Creams and lotions off the supermarket shelves may be economical, but don't expect much because they cannot possibly contain the same quality or concentration of active ingredients as salon products.
For example, as much as vitamin E creams and lotions are touted as skincare, "vitamin E does not protect the skin. It just makes your skin feel nice and soft", said Professor Mostafa of HMC dismissively. He explains that although vitamin E is known to hydrate the skin and promote healing, in most cases, the vitamin E molecules are too large to penetrate the skin tissues. Also, although vitamin E helps the healing of scars, sunburn or stretch marks, it cannot undo pigmentation.
"Diagnosis by a qualified beauty therapist is very important because the extent of a problem, or combination of problems, differs from individual to individual," said Philips. Stressing a holistic philosophy to health and skincare, Philips stressed that most skin disorders stem from internal factors like poor liver function, vitamin deficiency, poor nutrition, heart problems, hypertension, stress, overconsumption of tea, coffee or colas, aside from hormone imbalance resulting from the removal of uterus, consumption of oral contraceptive pills, frequent pregnancies, and thyroid problems.
Don't forget to drink plenty of water and fruit juice everyday, Philips advised. And never get too lazy to cleanse, tone and moisturise your face at least twice a day.
"Indeed, it is more important to eat fresh greens and fruits rich with anti-oxidants, beta cerotene and vitamin C," Professor Mostafa said, citing vitamin A, C, E and selenium tablets, carrots, tomatoes, capsicum, grapefruit, and oranges as examples. "If you find grapefruit juice too ascerbic, then add an equal part of honey to the drink. That way you benefit also from the healthful immunity-building properties of honey," he added.
After all, sun exposure compromises the body's immune system and therefore the skin's natural defences against the elements. When our immune system is suppressed, our response to immunisation is impaired, and our skin becomes more sensitive to the sun and other substances. That in turn means we are more likely to develop problems when exposed to the sun or to allergens which cause allergic reactions.

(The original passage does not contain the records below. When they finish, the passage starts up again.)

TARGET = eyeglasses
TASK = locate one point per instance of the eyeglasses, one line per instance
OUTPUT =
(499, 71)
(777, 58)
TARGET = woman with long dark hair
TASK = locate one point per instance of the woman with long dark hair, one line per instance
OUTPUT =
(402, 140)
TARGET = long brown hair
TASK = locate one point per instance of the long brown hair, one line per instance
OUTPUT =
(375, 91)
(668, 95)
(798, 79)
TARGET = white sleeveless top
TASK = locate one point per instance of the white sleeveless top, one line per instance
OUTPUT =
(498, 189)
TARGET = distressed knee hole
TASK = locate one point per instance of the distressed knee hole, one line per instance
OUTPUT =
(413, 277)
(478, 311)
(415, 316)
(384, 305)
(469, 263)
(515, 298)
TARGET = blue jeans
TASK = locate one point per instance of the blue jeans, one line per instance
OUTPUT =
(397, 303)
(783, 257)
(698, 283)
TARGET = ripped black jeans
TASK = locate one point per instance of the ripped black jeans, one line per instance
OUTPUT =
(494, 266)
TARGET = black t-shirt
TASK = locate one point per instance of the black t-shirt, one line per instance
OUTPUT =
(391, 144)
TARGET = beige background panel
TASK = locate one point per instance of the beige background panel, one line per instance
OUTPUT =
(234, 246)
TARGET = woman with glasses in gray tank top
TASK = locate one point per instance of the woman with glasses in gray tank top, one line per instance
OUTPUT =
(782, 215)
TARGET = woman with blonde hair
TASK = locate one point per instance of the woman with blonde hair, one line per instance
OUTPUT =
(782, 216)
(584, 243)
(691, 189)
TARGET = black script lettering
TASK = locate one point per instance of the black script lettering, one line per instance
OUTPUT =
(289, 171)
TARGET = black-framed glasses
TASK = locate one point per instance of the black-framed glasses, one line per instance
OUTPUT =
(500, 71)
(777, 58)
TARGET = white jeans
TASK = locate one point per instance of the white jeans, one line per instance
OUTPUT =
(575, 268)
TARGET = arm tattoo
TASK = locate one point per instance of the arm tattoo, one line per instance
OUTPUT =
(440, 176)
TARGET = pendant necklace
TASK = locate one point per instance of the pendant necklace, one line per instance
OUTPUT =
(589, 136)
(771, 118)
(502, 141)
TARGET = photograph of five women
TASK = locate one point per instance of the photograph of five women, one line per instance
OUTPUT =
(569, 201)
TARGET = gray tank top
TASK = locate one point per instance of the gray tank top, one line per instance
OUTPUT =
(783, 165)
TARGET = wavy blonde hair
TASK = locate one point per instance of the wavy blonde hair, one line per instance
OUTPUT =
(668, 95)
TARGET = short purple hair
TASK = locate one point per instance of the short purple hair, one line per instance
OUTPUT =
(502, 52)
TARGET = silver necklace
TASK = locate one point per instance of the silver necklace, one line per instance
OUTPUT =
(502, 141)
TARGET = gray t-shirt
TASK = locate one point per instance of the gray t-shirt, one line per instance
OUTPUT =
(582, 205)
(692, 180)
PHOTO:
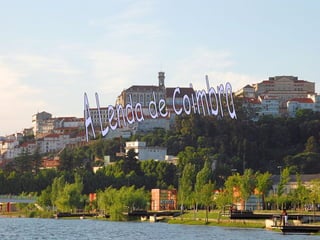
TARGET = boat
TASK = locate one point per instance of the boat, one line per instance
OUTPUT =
(304, 229)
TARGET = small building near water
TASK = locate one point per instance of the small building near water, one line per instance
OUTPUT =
(163, 199)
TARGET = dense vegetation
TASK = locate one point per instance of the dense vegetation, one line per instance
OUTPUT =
(213, 147)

"Never, never go outdoors without sun protection. Use at least SPF20. And avoid going out in the sun. The sun ray's are strongest from 10am to 3pm," Professor Mostafa stressed. And don't forget to monitor your skin for abnormal changes, which could be a sign of skin cancer.
Do thick or dark coloured clothes help to protect the skin from the sun?

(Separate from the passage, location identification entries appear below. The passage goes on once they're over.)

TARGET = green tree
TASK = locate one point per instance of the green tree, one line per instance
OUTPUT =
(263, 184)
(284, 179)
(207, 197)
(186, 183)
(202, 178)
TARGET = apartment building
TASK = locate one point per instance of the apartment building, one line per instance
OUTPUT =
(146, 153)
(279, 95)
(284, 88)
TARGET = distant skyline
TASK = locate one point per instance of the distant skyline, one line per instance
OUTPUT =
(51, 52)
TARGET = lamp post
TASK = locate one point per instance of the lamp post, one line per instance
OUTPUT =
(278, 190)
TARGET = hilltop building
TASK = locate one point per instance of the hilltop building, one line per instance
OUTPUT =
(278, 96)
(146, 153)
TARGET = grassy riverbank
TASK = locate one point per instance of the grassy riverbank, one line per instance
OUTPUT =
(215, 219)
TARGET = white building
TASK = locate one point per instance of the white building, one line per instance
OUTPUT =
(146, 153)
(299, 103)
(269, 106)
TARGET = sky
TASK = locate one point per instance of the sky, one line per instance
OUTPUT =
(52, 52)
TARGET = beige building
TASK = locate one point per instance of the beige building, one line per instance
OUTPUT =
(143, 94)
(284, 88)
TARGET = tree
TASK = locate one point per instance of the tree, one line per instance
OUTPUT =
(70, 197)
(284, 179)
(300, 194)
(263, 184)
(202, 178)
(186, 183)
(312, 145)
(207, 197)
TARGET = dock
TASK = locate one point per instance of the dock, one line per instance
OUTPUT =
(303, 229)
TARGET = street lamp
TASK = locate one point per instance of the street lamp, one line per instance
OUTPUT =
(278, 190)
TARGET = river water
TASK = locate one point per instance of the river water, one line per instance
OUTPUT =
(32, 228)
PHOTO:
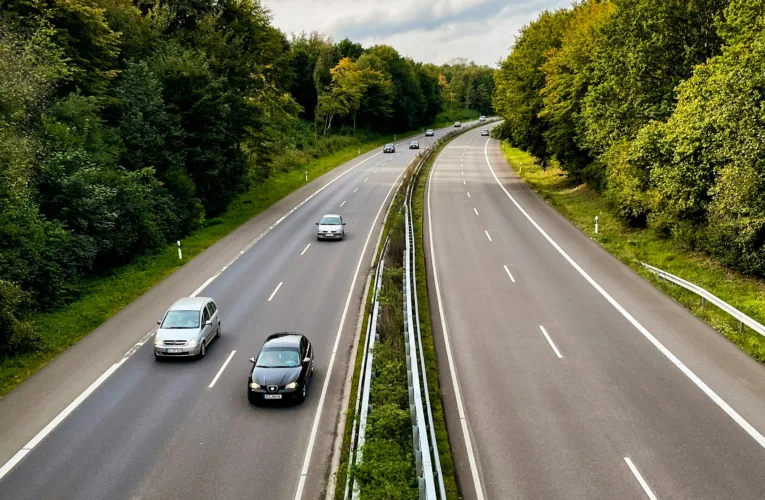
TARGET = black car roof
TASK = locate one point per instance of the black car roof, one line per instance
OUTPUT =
(283, 339)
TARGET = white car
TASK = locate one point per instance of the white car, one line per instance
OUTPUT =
(331, 227)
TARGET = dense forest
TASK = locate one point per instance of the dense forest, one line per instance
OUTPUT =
(125, 125)
(658, 104)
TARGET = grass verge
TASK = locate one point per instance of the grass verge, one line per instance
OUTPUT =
(580, 204)
(104, 296)
(426, 331)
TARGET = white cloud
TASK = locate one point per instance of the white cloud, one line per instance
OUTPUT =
(426, 30)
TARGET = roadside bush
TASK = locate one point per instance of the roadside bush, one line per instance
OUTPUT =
(16, 336)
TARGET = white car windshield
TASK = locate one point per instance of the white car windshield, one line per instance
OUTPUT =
(330, 221)
(181, 319)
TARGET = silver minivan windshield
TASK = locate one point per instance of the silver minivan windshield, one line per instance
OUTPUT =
(181, 319)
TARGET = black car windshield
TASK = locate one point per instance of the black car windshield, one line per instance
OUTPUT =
(330, 221)
(181, 319)
(278, 358)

The answer is a resounding "no" from all the experts. Dark colours absorb the sun's rays and heat, they say. "And unless it's special fabric which scientists are still researching, thicker clothes offer no protection against the sun's harmful rays," says Professor Mostafa. Opt for light-coloured fabric instead. And wear white or pastel-coloured clothing during the summer to reflect the sunrays when outdoors. This advise is especially pertinent to the majority of Muslim women here who are almost always seen clad from top to toe in black abayas.

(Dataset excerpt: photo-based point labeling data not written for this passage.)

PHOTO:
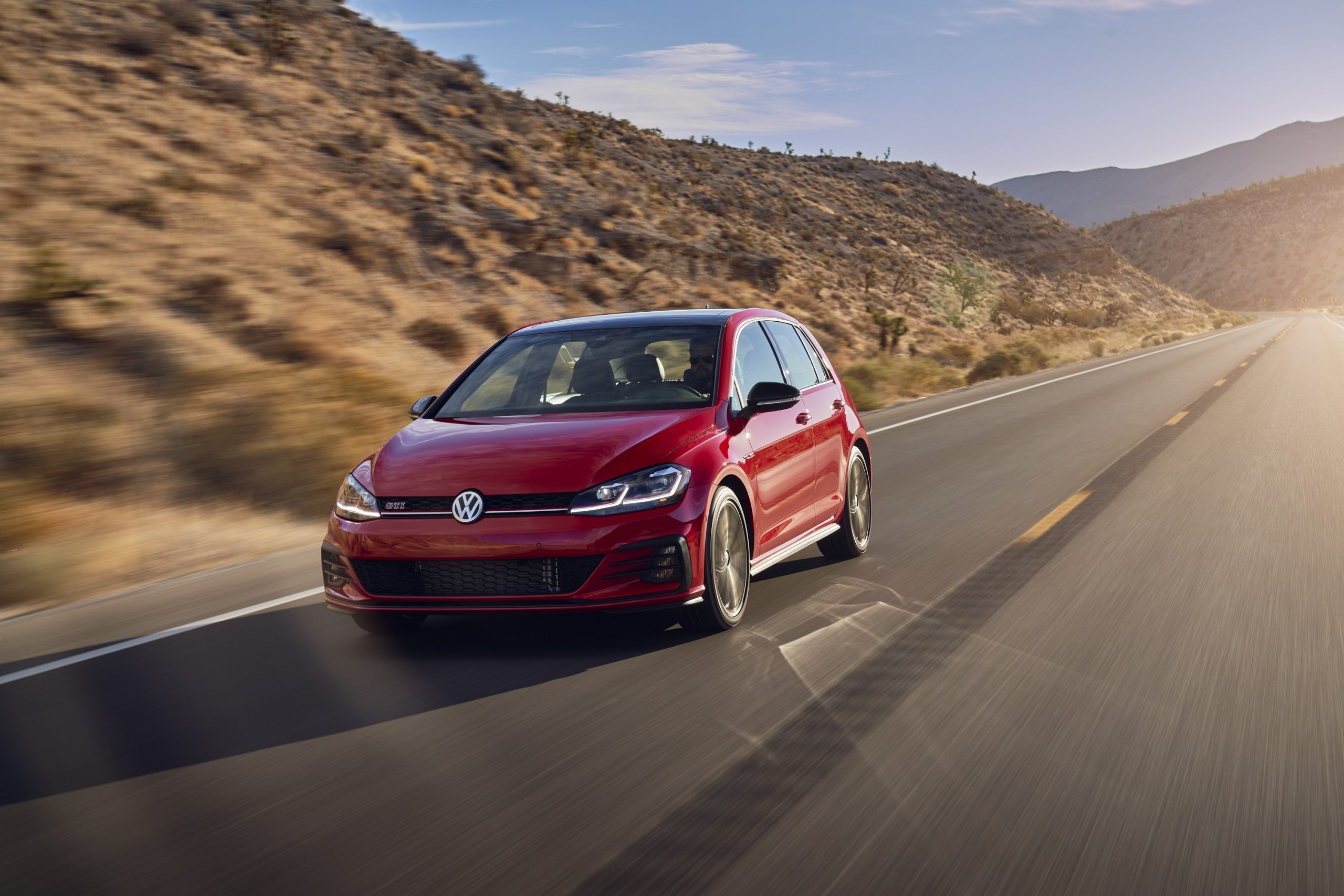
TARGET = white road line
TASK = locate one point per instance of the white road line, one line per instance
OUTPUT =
(268, 605)
(1058, 379)
(158, 636)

Often forgotten under the cover of abayas, sunglasses are also a must for the protection of the eyes. Regular sun exposure can cause cataracts - 'clouding' of the lens of the eye - which leads to blindness if left untreated.
Damage from sun exposure is so gradual that one may not notice it until it is too late. As the woman described in the beginning of this article will discover one fine day, the high price of overexposure. It's better to be safe than sorry.